(kom/jfi) - Ist Griechenland noch zu retten? Selbst Griechen, die direkt mit der Rettung ihres Landes befasst sind, haben da offenbar ihre Zweifel: Ein hochrangiger Politiker soll unlängst eine Million Euro aus seinem Privatvermögen ins Ausland geschafft haben. Das sagte der stellvertretende Staatsanwalt des Obersten Gerichtshofs in Athen, Panagiotis Nikoloudis, der auch für die Bekämpfung der Schattenwirtschaft zuständig ist.

Der Finanzinspektor wollte jedoch keine genauen Angaben zur Person des Politikers machen. Ärgerlich nur, dass die Überweisung im Mai vergangenen Jahres getätigt worden sein soll - ausgerechnet zu jenem Zeitpunkt als Finanzminister Evangelos Venizelos das griechische Volk bat, den griechischen Banken ihr Vertrauen auszusprechen. Sie sollten ihr Geld auf den griechischen Konten halten und nicht ins Ausland bringen.

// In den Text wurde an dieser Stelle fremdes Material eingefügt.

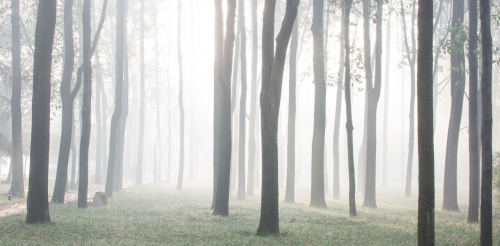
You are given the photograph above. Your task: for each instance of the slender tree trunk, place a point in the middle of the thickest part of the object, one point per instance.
(426, 194)
(373, 98)
(386, 99)
(474, 188)
(349, 127)
(221, 206)
(142, 110)
(115, 119)
(86, 107)
(272, 79)
(487, 121)
(457, 97)
(253, 105)
(292, 108)
(243, 98)
(17, 186)
(317, 164)
(38, 205)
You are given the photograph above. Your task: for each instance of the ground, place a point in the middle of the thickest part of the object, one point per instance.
(157, 214)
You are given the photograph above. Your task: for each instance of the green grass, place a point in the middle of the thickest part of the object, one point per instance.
(159, 215)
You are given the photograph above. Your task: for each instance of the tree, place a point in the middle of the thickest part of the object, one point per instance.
(487, 121)
(86, 107)
(346, 11)
(120, 36)
(68, 97)
(373, 98)
(243, 99)
(473, 213)
(142, 109)
(426, 200)
(318, 144)
(17, 186)
(272, 79)
(253, 105)
(457, 97)
(37, 204)
(181, 100)
(221, 205)
(292, 108)
(410, 54)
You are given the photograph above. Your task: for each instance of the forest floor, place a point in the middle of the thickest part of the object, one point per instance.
(157, 214)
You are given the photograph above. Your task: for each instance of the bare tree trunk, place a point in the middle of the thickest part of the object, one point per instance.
(181, 102)
(38, 205)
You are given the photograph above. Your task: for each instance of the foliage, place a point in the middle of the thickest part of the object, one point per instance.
(159, 215)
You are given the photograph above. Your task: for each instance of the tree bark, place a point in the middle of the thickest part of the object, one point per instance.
(86, 107)
(292, 109)
(487, 121)
(243, 100)
(272, 79)
(38, 205)
(457, 97)
(181, 102)
(318, 144)
(17, 186)
(474, 189)
(426, 194)
(115, 119)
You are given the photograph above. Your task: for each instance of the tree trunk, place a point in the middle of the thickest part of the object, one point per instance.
(349, 126)
(253, 105)
(17, 186)
(386, 99)
(292, 108)
(457, 98)
(318, 144)
(224, 169)
(474, 190)
(487, 121)
(272, 79)
(243, 100)
(86, 107)
(181, 102)
(142, 111)
(426, 197)
(115, 119)
(373, 98)
(38, 205)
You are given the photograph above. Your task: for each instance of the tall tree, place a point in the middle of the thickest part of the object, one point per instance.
(349, 127)
(181, 100)
(373, 98)
(115, 119)
(272, 79)
(411, 56)
(292, 109)
(338, 109)
(68, 97)
(318, 144)
(221, 206)
(218, 78)
(243, 100)
(142, 106)
(426, 200)
(253, 104)
(17, 186)
(473, 213)
(37, 204)
(487, 121)
(86, 107)
(457, 97)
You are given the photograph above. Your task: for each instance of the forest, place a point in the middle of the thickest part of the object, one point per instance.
(249, 122)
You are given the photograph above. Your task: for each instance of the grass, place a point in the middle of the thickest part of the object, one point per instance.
(156, 214)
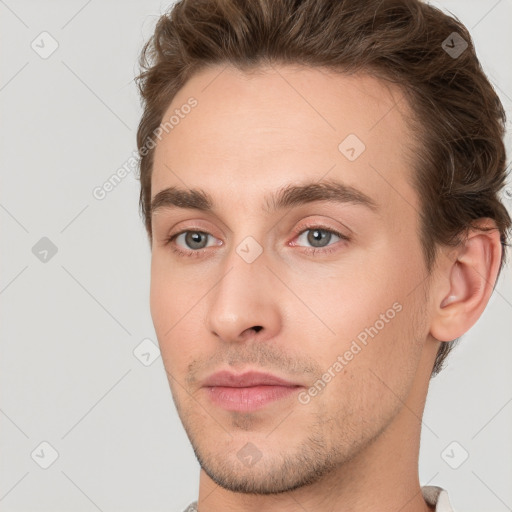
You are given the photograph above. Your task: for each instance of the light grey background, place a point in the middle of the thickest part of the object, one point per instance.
(69, 326)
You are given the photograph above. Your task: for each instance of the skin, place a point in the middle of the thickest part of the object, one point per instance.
(354, 446)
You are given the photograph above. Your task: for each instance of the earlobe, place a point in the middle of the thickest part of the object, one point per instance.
(471, 278)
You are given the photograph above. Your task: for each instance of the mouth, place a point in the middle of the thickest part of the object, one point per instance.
(247, 392)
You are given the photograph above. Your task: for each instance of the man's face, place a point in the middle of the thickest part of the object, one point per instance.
(345, 327)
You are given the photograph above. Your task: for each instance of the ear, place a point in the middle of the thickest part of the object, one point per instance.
(466, 282)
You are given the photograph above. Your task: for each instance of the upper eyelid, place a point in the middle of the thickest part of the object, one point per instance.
(299, 232)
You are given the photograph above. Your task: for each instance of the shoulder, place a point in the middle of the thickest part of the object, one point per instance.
(437, 496)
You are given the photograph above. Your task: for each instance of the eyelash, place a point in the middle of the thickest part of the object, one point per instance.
(307, 250)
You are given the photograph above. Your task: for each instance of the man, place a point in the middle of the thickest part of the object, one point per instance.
(319, 183)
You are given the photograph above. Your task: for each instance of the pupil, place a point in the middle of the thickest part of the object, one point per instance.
(318, 235)
(194, 239)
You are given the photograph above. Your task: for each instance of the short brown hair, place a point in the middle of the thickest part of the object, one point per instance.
(459, 120)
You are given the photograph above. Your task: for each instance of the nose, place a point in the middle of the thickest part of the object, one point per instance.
(244, 303)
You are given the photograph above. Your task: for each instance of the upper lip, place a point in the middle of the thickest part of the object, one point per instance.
(244, 380)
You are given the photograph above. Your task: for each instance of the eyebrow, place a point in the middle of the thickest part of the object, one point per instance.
(286, 197)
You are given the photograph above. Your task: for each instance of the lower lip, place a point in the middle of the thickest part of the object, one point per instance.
(250, 398)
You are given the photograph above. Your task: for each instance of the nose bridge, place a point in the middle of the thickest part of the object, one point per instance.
(243, 297)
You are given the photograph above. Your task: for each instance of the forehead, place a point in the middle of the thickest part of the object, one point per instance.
(266, 128)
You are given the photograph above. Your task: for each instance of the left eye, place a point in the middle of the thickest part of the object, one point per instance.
(319, 237)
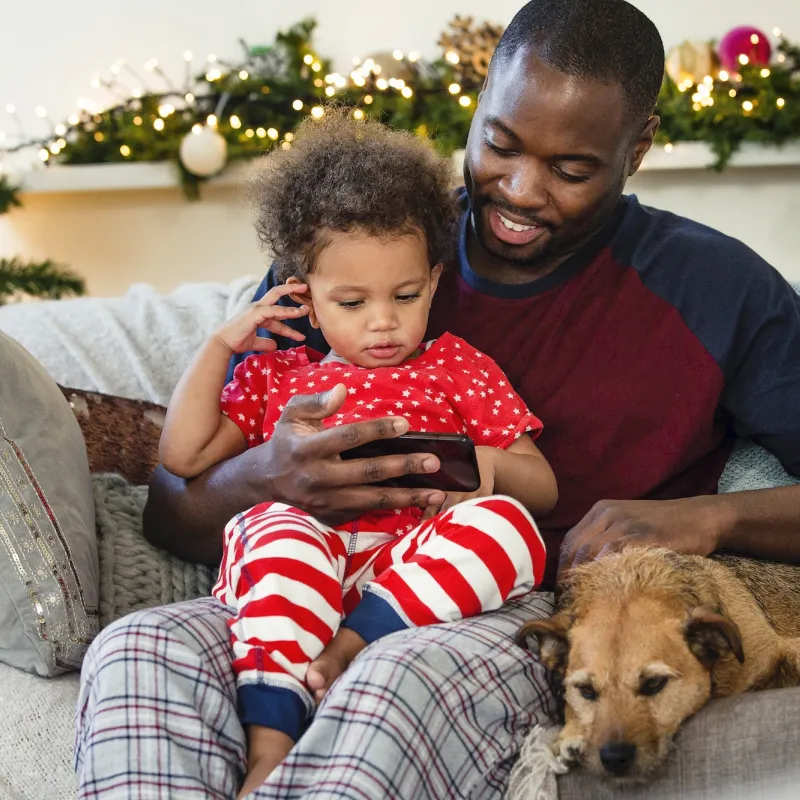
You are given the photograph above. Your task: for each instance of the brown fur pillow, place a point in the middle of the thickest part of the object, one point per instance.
(121, 435)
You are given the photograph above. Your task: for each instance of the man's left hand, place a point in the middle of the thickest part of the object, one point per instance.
(689, 525)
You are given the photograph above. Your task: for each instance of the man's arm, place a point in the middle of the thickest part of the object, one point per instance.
(764, 523)
(299, 465)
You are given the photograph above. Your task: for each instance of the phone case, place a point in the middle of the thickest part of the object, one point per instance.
(456, 453)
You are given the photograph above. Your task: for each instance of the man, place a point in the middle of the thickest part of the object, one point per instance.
(645, 342)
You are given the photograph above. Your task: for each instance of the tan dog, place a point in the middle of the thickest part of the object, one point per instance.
(643, 638)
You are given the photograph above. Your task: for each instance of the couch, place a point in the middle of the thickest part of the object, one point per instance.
(136, 347)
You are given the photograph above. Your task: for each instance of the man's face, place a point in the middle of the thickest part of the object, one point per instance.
(547, 159)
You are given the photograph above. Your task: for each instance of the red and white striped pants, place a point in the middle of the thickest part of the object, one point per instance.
(290, 580)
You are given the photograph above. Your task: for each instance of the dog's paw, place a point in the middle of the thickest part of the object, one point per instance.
(569, 749)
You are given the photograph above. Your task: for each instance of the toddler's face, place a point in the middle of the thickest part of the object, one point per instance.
(371, 296)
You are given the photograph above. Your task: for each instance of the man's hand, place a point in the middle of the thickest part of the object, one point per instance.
(690, 525)
(301, 463)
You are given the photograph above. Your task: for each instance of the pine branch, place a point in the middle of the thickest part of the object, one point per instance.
(45, 279)
(8, 195)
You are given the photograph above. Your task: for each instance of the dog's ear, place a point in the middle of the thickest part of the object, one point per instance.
(553, 642)
(710, 635)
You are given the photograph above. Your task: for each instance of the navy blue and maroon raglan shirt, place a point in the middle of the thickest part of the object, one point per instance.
(644, 355)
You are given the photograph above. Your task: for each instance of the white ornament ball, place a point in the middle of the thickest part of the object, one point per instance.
(203, 151)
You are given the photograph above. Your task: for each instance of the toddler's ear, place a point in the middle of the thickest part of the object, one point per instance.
(304, 298)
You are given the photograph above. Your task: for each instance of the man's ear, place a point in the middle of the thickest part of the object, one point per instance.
(304, 298)
(552, 635)
(644, 141)
(710, 636)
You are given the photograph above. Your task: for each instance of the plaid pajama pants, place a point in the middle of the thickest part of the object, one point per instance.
(433, 713)
(289, 578)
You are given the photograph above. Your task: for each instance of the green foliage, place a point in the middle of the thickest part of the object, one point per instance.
(45, 279)
(8, 194)
(726, 125)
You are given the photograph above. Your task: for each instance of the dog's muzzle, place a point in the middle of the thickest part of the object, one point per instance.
(618, 757)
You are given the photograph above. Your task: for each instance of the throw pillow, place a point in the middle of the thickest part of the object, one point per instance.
(121, 435)
(48, 551)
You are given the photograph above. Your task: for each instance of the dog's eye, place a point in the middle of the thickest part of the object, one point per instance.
(587, 691)
(653, 686)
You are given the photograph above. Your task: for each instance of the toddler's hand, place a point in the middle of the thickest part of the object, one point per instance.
(486, 463)
(239, 334)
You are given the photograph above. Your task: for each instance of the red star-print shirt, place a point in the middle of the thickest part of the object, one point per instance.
(450, 388)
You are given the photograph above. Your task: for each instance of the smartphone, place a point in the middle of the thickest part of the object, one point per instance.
(458, 470)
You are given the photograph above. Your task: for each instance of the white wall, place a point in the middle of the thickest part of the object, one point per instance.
(50, 50)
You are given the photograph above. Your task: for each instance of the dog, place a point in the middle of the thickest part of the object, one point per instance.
(643, 638)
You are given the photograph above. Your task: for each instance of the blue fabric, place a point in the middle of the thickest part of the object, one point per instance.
(273, 707)
(374, 617)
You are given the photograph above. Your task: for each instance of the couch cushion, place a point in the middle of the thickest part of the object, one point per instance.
(48, 553)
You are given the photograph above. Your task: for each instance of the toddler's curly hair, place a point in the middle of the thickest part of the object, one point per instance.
(344, 175)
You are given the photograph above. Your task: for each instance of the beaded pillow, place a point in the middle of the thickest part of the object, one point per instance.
(48, 551)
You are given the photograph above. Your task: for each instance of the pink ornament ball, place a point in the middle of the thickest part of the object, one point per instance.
(744, 40)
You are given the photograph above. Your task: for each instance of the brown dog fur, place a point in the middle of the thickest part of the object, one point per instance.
(630, 622)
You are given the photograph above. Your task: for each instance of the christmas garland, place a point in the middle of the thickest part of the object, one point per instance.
(237, 111)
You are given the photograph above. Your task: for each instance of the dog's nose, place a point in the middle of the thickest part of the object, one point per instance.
(618, 757)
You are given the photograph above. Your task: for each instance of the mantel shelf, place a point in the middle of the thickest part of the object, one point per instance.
(164, 175)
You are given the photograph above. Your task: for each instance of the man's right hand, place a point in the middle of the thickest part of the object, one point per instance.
(301, 463)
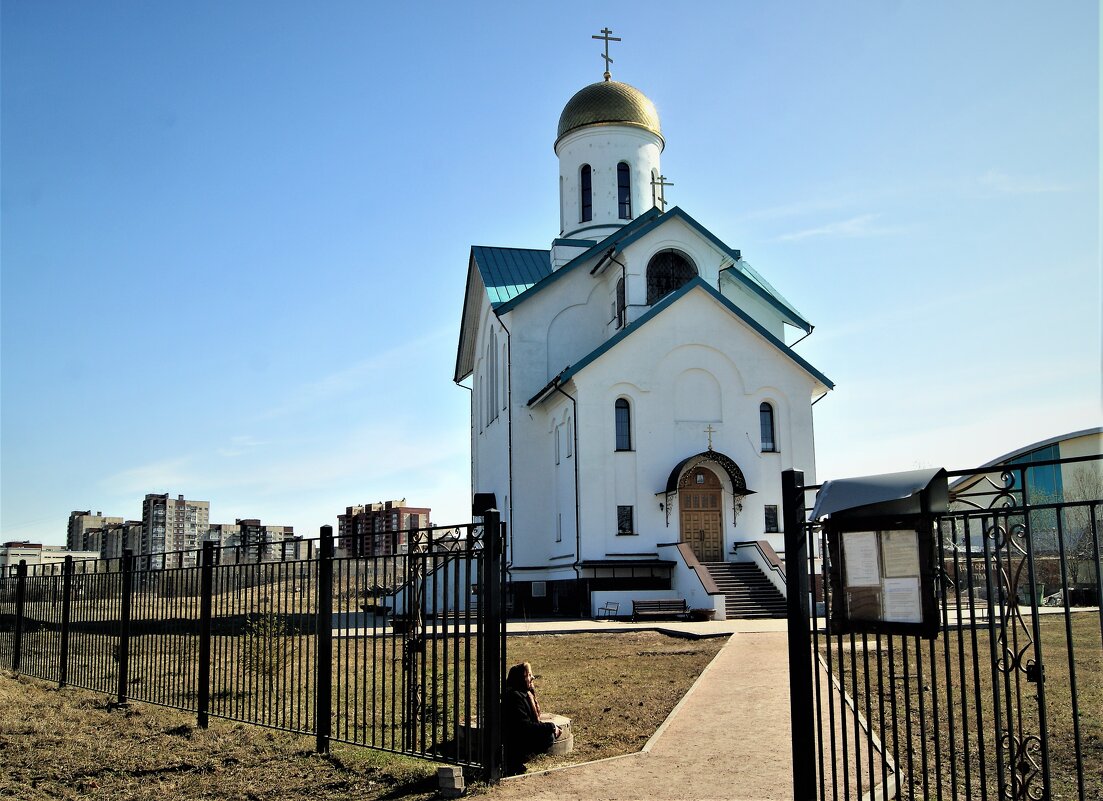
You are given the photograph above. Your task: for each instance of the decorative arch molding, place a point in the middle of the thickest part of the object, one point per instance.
(679, 478)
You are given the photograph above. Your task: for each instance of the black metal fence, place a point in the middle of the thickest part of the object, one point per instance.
(1005, 702)
(402, 651)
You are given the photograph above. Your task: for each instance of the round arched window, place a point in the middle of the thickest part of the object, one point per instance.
(666, 271)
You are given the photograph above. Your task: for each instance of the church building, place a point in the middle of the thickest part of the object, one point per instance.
(634, 394)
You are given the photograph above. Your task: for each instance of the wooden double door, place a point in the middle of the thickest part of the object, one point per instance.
(699, 504)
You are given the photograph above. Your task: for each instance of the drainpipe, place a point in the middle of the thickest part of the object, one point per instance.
(809, 333)
(578, 525)
(509, 428)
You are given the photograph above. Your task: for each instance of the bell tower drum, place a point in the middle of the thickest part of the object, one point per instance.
(608, 142)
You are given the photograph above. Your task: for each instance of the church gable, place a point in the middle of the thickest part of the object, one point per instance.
(667, 309)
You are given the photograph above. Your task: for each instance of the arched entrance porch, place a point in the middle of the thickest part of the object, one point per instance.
(705, 487)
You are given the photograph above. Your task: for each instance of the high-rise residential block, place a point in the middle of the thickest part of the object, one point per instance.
(378, 529)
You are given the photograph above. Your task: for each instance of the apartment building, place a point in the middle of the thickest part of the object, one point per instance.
(173, 524)
(256, 541)
(12, 553)
(379, 529)
(86, 530)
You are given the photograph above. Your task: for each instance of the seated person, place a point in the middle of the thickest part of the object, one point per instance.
(523, 734)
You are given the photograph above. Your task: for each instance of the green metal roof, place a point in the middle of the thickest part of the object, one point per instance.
(507, 271)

Viele Parlamentarier sehen nun die Gefahr einer Verallgemeinerung und forderten den Politiker auf sich öffentlich zu stellen. Nicht ohne Grund: Die politische Lage in dem von der Pleite bedrohten Land ist prekär und die Entrüstung der Bürger groß. Eine Passantin meinte gegenüber dem griechischen Fernsehsender Alpha: "Unsere Politiker interessieren sich nicht für dieses Land, sondern nur für ihr eigenes Wohl. Ich frage mich, was ihre Kinder tun werden? Werden sie nicht in diesem Land leben? Das ist ein Skandal".

Die Abgeordneten sehen das natürlich anders: Aus der Koalitionsregierung hieß es, dass die Summe in Höhe von einer Million Euro legal ins Ausland gebracht worden sei. Allerdings sehe man ein ethisches Problem. "Was aber legal ist, ist gleichzeitig auch nicht moralisch", so der Parlamentarier Argyris Aggelou im Fernsehen.

Auch Bundeskanzlerin Angela Merkel zeigte beim politischen Aschermittwoch der CDU kein Verständnis gegenüber den Griechen, "die viel Geld haben" und ihr "Geld schon längst im Ausland auf dem Konto" gebracht haben. Schließlich treffe es nur die "einfachen Leute", die ohnehin bereits Kürzungen ihrer Mindestlöhnen hinnehmen müssen.

Laut der griechischen Sonntagszeitung "Proto Thema" haben rund 500.000 Griechen in den vergangenen anderthalb Jahren Geld ins Ausland gebracht. Besonders hohe Beträge seien auf französische, luxemburgische, britische und Schweizer Konten geflossen. Insgesamt beziffert sich die Summe aus 1,2 Millionen Überweisung auf 20 Milliarden Euro.

Die Sonntagszeitung "Ethnos tis Kiriakis" erwähnt in einem Bericht, dass die Immobilienbranche im Ausland gerade durch griechische Interessenten aufblüht. Besonders in London seien viele Häuser und Apartment-Wohnungen verkauft worden. Ein griechischer Makler sagte dem Blatt: "Wir bekommen selbst von Rentnern anfragen, die nach einer günstigeren Wohnung im Ausland suchen".

Reiche Politiker, Unternehmer, Journalisten und Mitglieder der High Society geben zwischen 700.000 bis 1,5 Millionen Euro für Villen, schweizer Chalet-Hütten und Häuser in großen Metropolen wie Berlin, Frankfurt, München oder London aus.